Sunday, 10 August 2014

The Wonders of Nature

This morning we woke up to a beautiful sunny day with 3 degrees inside the van & a -5c degree frost outside (about our 10th frost while we’ve been at Kaiteriteri). All I can say is thank God for electric blankets and fan heaters (our diesel heaters have taken a back seat while we have been plugged into the grid). It was a strange sight to see frost on the sand right down to the waters edge.

Late this afternoon I noticed that there were a number of small runabouts congregated near the boat ramp. Nothing too unusual for a Sunday afternoon & initially I thought they were just waiting for their boat trailers to be backed into the water to collect them. But 30 minutes later they were still there and had been joined by one of the water taxis.

It then dawned on me, of course there was a king tide today because of the full “super” moon due tonight. A king high tide also means a king low tide and because the tide had gone out so far the boaties were unable to bring their boats in to meet the trailers. They had about an hour wait before the tide had come in enough for them to start retrieving their boats. And although they may have not enjoyed waiting around in the chilly late afternoon, I think for some it might have been fortuitous. We had passed a fishery road block down the road (and out of view) that was stopping & checking departing boats, the fishery officers must have wondered why no boats had passed through for a hour or so.

The water taxi was alright; they had a tractor that was driven out to where the boat was and loaded. Another strange sight seeing a tractor that far out into the bay. And also seeing all the rocks between the point & the island exposed. Our neighbours walked around the island and were able to get some good sized mussels off the rocks without getting their feet wet. 

And the culprit of the boat strandings made an appearance right on cue just after 5pm rising slowly above the hills across Tasman Bay, taking on the pink hue of sunset.
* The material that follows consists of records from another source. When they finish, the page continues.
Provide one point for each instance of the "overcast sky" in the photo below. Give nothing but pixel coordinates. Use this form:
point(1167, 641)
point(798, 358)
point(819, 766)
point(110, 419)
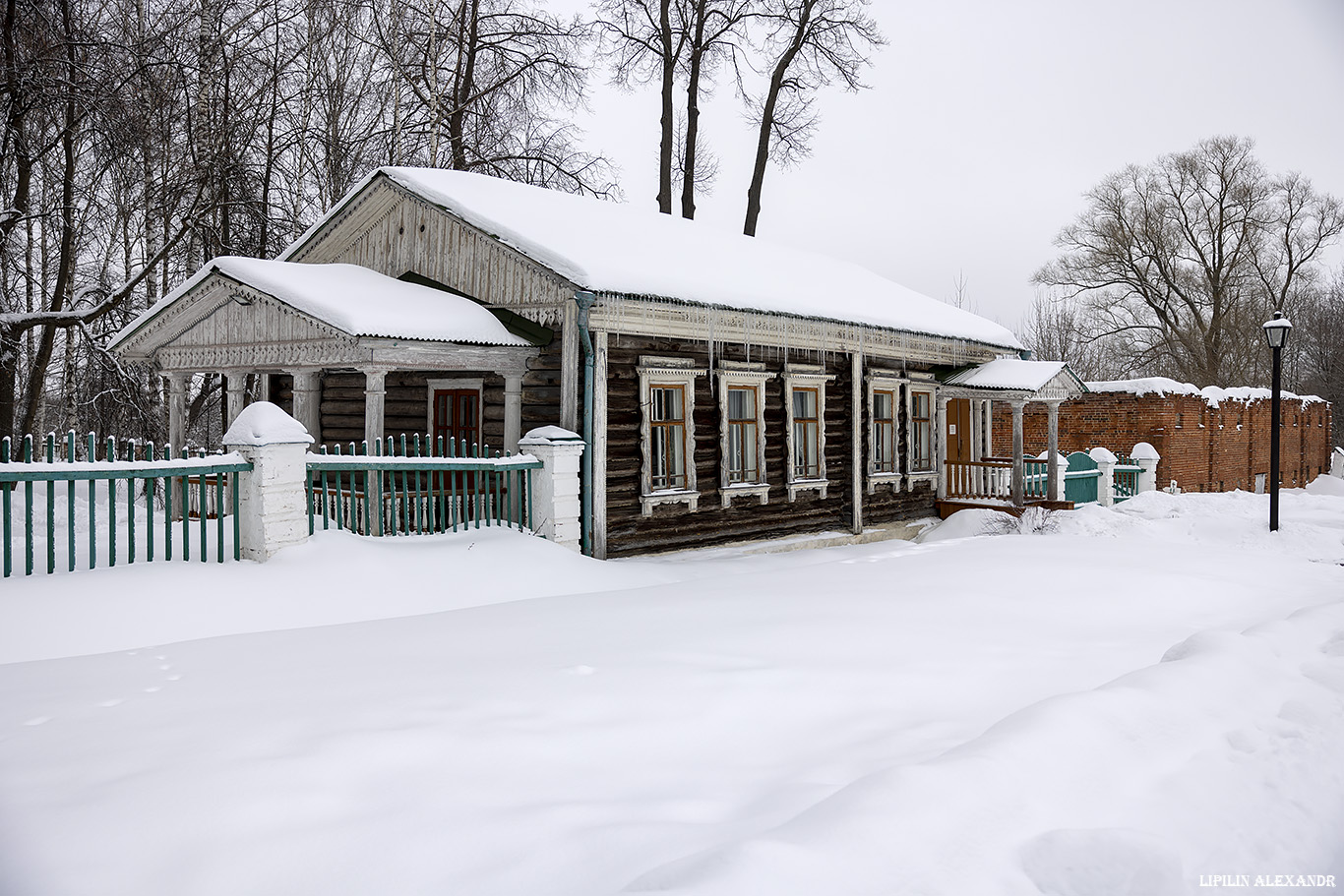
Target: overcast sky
point(987, 121)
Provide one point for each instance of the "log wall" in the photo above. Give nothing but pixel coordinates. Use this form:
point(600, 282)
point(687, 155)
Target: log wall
point(674, 525)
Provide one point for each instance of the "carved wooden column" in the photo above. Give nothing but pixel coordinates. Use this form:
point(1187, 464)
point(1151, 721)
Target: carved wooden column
point(940, 434)
point(235, 385)
point(1019, 469)
point(513, 410)
point(307, 402)
point(177, 383)
point(1053, 451)
point(375, 403)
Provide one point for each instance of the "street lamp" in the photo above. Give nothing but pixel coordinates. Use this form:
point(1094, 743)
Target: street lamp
point(1276, 333)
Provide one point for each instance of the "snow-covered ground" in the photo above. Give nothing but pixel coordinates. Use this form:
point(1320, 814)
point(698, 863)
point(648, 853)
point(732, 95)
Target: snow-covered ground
point(1094, 703)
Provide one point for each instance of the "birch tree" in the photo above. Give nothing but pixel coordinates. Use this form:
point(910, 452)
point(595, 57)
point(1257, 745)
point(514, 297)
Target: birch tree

The local shags (cormorants) were flying home to roost, I wanted one to fly across the moon so I could catch it silhouetted against it. But they all flew too low, which of course is what shags do! So this is the best I could do.

The birch tree across the road provided a bit of interest.

I really should have had my tripod out for these shots (but I was lazy, it was cold & I didn’t have too much time) so I balanced it on the wall as best I could.

And finally one as night took over.

Of course I should be up at 5:45am in the morning to catch the moon set, for this will be when it appears at it’s largest, as it disappears below the horizon. Unfortunately (or fortunately as the case may be) there’s a number of large hills and a range behind me and nowhere that I can get a clear shot without driving miles. So I shall remain tucked up in bed with my electric blanket on full, dreaming of where I’ll be for the next “super moon”.